Though it seemed impossible to get around the Suzaini procession, round-faced Manganar women in embroidered tunics and colored skirts managed to slide smoothly through the congestion, smiling and calling to each other despite heavy water jars or linen baskets on their shoulders. Dusty children with thin legs and bare feet raced under a red and blue awning, stealing apples from a tall basket and knocking over makeshift shelves laden with bronze pots and tools, leather belts and purses, and wooden racks of colored ribbons.
I followed their lead and squeezed past the Suzainis, threading my way through a flock of goats and the pawing hands of the beggars who hovered near the bronze gates of a shrine to Dolgar, the one-eyed Manganar god. Wondering how anyone ever did business in such confusion and noise, I dodged the waving hands of two dark-skinned Thrid women with painted eyes and long necks, who were haggling with a butcher over three scrawny chickens. I hated cities.
I could not help but flinch at the sharp snap of a lash behind me. The Suzaini merchant’s overseer must have decided that one of the slaves was lagging. And when a tall horse came straight toward me, bearing a haughty Derzhi warrior, his braid long and his sword reflecting the noonday sun, I pressed my back against the nearest doorway and cast my eyes down.
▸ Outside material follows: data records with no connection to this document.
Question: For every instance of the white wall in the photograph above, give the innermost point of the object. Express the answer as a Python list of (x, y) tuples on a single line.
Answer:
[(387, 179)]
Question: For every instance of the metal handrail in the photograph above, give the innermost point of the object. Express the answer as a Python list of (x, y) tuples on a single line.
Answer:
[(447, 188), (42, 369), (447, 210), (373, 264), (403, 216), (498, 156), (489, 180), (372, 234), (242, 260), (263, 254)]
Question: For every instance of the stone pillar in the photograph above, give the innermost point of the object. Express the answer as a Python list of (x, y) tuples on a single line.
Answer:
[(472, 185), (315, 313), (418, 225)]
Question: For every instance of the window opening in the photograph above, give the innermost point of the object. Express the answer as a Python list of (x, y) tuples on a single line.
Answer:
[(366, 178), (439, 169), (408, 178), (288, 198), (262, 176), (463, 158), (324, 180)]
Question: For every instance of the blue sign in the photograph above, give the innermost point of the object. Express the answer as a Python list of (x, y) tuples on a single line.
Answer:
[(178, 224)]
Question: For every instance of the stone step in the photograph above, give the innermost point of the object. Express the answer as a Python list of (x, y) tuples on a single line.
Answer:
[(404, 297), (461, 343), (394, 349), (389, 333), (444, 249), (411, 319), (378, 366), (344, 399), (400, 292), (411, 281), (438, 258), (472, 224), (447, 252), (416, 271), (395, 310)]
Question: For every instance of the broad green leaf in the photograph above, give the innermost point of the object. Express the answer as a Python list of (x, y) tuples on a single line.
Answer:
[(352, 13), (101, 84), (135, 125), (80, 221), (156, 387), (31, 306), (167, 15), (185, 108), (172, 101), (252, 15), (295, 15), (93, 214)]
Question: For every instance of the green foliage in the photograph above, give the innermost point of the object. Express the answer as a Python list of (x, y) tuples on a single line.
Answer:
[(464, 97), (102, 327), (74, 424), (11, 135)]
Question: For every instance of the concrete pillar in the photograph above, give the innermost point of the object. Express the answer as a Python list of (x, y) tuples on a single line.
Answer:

I could not risk his being offended by an impertinent look or noting the Derzhi royal mark on my face. When he was safely past, I stuffed my hand into my shirt and felt for the leather packet somewhere in the vicinity of my pounding heart, reassuring myself that Aleksander’s paper was still tucked safely away. Twice already on this journey I’d had to use it. Without that precious document to prove I was a free man, I could find myself in chains again with one foot cut off to teach me the consequences of a slave’s running. Astonishing how old fear returns like a well-worn garment, still fitting perfectly well, though you believe yourself grown long past its use.